# Comportement bizarre du clavier virtuel sur iPad 3



## fanou38 (11 Avril 2012)

Bonjour,

Sans aucune raison apparente, le clavier virtuel de mon iPad 3 n'apparaît plus en bas de l'écran mais en plein milieu;

J'ai essayé de tourner l'iPad dans tous les sens, de bloquer-débloquer le verrouillage de l'écran, d'éteindre puis de redémarrer ...

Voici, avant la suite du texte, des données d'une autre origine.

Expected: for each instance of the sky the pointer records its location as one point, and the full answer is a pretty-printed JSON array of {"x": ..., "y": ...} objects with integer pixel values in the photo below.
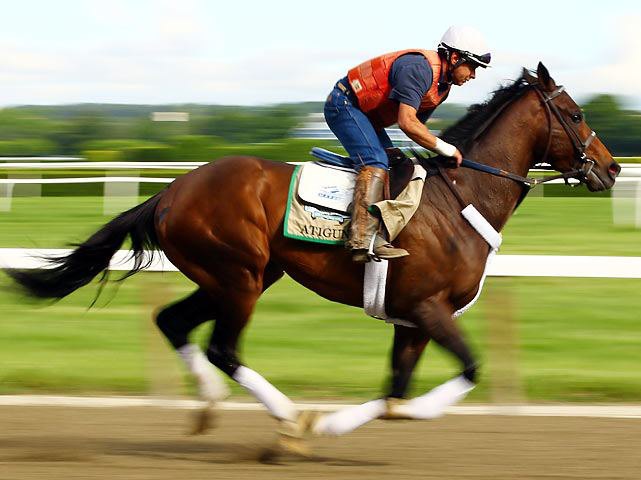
[{"x": 250, "y": 52}]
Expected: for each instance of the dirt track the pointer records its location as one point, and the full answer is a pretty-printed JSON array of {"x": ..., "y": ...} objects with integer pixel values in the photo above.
[{"x": 137, "y": 443}]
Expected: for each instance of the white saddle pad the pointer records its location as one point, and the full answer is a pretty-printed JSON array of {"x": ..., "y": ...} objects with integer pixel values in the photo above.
[{"x": 326, "y": 187}]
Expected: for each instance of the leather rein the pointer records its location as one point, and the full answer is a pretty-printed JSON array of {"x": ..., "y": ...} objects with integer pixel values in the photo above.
[{"x": 583, "y": 164}]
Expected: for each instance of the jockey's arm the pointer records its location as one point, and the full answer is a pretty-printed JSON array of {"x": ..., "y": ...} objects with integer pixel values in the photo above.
[{"x": 418, "y": 132}]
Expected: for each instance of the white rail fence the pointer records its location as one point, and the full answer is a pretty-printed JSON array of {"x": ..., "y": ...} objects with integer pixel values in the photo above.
[
  {"x": 121, "y": 192},
  {"x": 501, "y": 266}
]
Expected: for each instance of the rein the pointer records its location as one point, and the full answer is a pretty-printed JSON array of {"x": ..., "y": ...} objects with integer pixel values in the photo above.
[{"x": 580, "y": 173}]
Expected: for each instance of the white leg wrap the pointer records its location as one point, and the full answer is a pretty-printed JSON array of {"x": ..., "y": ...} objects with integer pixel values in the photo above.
[
  {"x": 350, "y": 418},
  {"x": 278, "y": 404},
  {"x": 434, "y": 402},
  {"x": 211, "y": 385}
]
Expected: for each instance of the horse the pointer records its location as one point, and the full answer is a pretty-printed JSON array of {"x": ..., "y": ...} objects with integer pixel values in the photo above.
[{"x": 221, "y": 225}]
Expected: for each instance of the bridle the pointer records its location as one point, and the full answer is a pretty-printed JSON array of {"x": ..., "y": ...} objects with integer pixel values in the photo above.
[
  {"x": 583, "y": 162},
  {"x": 583, "y": 165}
]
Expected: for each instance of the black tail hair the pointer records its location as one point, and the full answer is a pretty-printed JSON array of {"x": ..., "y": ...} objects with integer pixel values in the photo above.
[{"x": 90, "y": 258}]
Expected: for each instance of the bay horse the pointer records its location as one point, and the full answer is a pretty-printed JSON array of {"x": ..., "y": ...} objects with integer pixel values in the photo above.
[{"x": 222, "y": 226}]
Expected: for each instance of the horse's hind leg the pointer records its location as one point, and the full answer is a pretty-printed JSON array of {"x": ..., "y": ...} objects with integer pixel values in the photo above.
[
  {"x": 434, "y": 320},
  {"x": 176, "y": 321}
]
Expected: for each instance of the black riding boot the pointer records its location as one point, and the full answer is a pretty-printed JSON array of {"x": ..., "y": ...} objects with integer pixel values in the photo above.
[{"x": 365, "y": 240}]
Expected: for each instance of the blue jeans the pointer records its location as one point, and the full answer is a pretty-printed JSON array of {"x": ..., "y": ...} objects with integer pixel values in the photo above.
[{"x": 356, "y": 133}]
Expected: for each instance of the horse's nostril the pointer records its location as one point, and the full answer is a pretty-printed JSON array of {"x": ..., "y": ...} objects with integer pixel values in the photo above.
[{"x": 614, "y": 169}]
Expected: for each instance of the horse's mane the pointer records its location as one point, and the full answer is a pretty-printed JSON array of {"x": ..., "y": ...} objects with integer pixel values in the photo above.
[{"x": 479, "y": 116}]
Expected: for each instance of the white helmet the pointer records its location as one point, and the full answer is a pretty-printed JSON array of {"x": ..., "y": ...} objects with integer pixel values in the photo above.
[{"x": 469, "y": 42}]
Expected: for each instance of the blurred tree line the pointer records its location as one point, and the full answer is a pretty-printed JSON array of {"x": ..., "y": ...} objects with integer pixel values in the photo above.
[{"x": 127, "y": 132}]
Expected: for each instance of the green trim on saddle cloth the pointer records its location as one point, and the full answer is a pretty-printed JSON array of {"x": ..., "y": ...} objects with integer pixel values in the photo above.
[{"x": 310, "y": 223}]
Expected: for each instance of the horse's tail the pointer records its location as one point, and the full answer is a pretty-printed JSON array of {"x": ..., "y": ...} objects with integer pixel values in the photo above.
[{"x": 70, "y": 272}]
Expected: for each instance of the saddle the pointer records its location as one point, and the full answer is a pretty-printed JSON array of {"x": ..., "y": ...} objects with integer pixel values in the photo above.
[{"x": 401, "y": 167}]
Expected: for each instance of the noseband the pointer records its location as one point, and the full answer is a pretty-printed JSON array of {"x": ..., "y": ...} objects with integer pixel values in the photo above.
[{"x": 583, "y": 164}]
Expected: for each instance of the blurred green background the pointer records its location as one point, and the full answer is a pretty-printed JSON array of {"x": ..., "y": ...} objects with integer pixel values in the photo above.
[{"x": 539, "y": 339}]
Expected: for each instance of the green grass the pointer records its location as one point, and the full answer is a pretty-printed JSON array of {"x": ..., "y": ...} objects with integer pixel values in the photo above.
[
  {"x": 542, "y": 225},
  {"x": 575, "y": 339}
]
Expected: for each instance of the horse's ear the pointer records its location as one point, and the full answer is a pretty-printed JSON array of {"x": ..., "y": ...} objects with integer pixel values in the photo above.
[
  {"x": 544, "y": 77},
  {"x": 528, "y": 77}
]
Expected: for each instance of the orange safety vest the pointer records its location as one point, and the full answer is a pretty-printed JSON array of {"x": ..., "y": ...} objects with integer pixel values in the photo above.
[{"x": 370, "y": 83}]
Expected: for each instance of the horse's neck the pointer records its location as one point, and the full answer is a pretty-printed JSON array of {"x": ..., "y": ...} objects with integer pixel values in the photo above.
[{"x": 509, "y": 144}]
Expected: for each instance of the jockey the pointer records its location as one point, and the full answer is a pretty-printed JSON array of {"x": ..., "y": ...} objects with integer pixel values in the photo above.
[{"x": 401, "y": 87}]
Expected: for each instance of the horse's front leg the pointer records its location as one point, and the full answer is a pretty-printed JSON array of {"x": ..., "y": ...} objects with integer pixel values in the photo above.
[
  {"x": 434, "y": 319},
  {"x": 409, "y": 344}
]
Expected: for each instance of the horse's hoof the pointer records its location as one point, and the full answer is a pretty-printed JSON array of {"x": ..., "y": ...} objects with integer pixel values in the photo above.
[
  {"x": 204, "y": 419},
  {"x": 307, "y": 420},
  {"x": 395, "y": 410},
  {"x": 297, "y": 446},
  {"x": 290, "y": 438}
]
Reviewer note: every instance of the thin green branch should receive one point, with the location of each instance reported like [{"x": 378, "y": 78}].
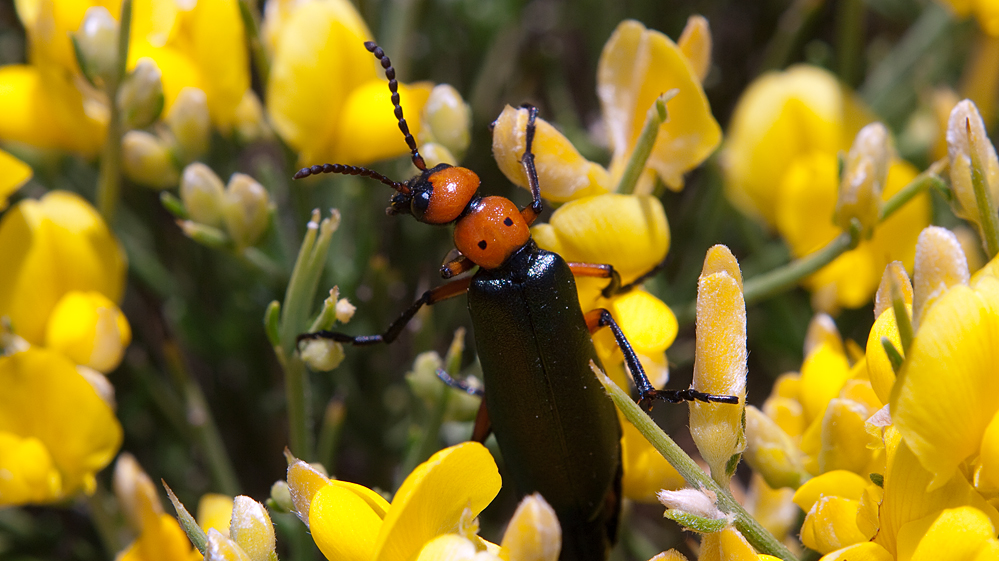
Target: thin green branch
[
  {"x": 109, "y": 174},
  {"x": 655, "y": 117},
  {"x": 754, "y": 532}
]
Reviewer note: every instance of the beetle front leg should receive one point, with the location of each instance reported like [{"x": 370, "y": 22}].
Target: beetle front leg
[
  {"x": 595, "y": 319},
  {"x": 430, "y": 297}
]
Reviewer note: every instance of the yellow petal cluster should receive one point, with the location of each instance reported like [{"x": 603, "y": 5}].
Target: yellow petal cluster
[
  {"x": 636, "y": 66},
  {"x": 441, "y": 497},
  {"x": 780, "y": 164},
  {"x": 326, "y": 96},
  {"x": 56, "y": 432},
  {"x": 160, "y": 537}
]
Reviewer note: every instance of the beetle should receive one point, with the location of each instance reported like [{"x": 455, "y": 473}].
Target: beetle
[{"x": 557, "y": 430}]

Rien n'y fait ... toujours le même comportement !

Pouvez-vous m'aider ???

Merci d'avance.

---------- Nouveau message ajouté à 20h14 ---------- Le message précédent a été envoyé à 20h12 ----------

Fausse alerte :

En restant appuyer sur la touche "clavier" en bas à droite 2 options apparaissent :

- dissocier
- ancrer

J'ai choisi "ancrer" et cela marche comme avant !

;-)


----------



## PDD (11 Avril 2012)

Tu peux aussi le séparer eu deux parties, gauche et droite, mais comme la taille des lettres est plus petite, ce n'est pas pratique...


----------



## Deleted member 284611 (12 Avril 2012)

Moi le clavier dissocié en deux je trouve ça super pratique pour taper avec les pouces... Il y a un moment pour s'habituer, mais ensuite ce n'est que du bonheur...


----------



## PDD (12 Avril 2012)

moi j'ai de trop gros pouces...


----------